Cracker Barrel Old Country Store, Inc. today reported financial results for the third quarter of fiscal 2014 ended May 2, 2014. While customer traffic declined 2.9 percent, the average check increased 2.6 percent, partially offsetting the decline in visits.
The company reported total revenue of $643.3 million for the third quarter of fiscal 2014, representing an increase of 0.5 percent over the third quarter of the prior year. Comparable store restaurant sales decreased 0.6 percent. The average menu price increase for the quarter was approximately 1.8 percent. The company opened two stores during the third quarter, for a total of three new store openings year-to-date.
Comparable restaurant traffic fell most in February, declining 4.9 percent, and March, declining 4 percent. A 0.4 percent decline in April averaged out to a 2.9 percent decline in traffic for the third quarter.
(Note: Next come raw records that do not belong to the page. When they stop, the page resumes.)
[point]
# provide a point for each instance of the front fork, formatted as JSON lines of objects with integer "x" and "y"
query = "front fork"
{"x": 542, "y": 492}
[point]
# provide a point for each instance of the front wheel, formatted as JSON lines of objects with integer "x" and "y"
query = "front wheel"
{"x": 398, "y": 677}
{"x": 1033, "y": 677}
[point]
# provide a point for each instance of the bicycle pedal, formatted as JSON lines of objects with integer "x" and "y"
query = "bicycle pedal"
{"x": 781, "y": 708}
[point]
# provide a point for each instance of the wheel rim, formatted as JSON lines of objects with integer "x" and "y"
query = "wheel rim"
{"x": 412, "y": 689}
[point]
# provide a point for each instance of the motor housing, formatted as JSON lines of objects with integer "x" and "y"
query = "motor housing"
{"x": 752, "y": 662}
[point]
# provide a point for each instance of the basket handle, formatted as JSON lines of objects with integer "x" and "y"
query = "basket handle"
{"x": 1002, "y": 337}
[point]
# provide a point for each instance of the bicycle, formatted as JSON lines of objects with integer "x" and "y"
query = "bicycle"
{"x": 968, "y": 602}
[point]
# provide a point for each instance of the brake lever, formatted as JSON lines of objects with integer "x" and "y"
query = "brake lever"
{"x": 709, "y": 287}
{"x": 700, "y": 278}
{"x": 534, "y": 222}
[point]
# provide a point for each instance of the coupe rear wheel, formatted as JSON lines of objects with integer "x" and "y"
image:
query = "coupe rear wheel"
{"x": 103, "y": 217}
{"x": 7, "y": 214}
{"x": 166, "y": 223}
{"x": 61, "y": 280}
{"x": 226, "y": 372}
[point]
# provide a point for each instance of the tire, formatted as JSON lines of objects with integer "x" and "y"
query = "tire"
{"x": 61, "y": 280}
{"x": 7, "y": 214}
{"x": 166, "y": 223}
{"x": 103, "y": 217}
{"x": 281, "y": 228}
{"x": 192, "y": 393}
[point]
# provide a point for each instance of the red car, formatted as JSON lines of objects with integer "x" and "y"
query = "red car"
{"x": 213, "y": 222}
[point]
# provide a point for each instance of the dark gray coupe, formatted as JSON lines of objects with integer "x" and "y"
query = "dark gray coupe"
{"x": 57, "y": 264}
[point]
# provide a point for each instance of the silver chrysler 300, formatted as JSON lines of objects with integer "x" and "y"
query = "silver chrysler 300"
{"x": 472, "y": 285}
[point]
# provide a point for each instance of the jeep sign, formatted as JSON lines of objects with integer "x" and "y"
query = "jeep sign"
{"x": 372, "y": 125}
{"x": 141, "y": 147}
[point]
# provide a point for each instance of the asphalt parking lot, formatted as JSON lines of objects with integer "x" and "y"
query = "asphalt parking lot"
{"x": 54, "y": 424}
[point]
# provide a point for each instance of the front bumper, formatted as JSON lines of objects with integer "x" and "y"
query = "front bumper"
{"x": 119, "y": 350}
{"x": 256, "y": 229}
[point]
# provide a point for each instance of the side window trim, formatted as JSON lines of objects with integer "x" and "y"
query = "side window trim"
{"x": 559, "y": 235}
Still, sales at comparable restaurants fell only 0.6 percent for the quarter.
“Like many in our industry, Cracker Barrel continued to face headwinds during the quarter from severe winter weather, a challenging consumer environment and an increasingly promotional competitive landscape," Cracker Barrel President and CEO Sandra B. Cochran said in a statement.
Operating income in the third quarter was $45.2 million, or 7 percent of total revenue. Adjusted for special meeting expenses, adjusted operating income was $46.3 million, or 7.2 percent of total revenue, compared with operating income of $44.2 million, or 6.9 percent of total revenue, in the prior year quarter. Reductions in cost of goods sold and general and administrative expenses as a percent of total revenue were partially offset by an increase in other store operating expenses.
Cracker Barrel expects total revenue for the year to be approximately $2.7 billion and an operating income margin between 7.7 percent and 7.9 percent of total revenue. The revenue projection for fiscal 2014 reflects the expected opening of seven new Cracker Barrel stores, projected increases in comparable store restaurant sales of approximately 0.5 percent, and approximately flat comparable store retail sales.
The company’s projections are based on expected food commodity inflation of approximately 2 percent for the year and 2.5 percent for the fourth quarter.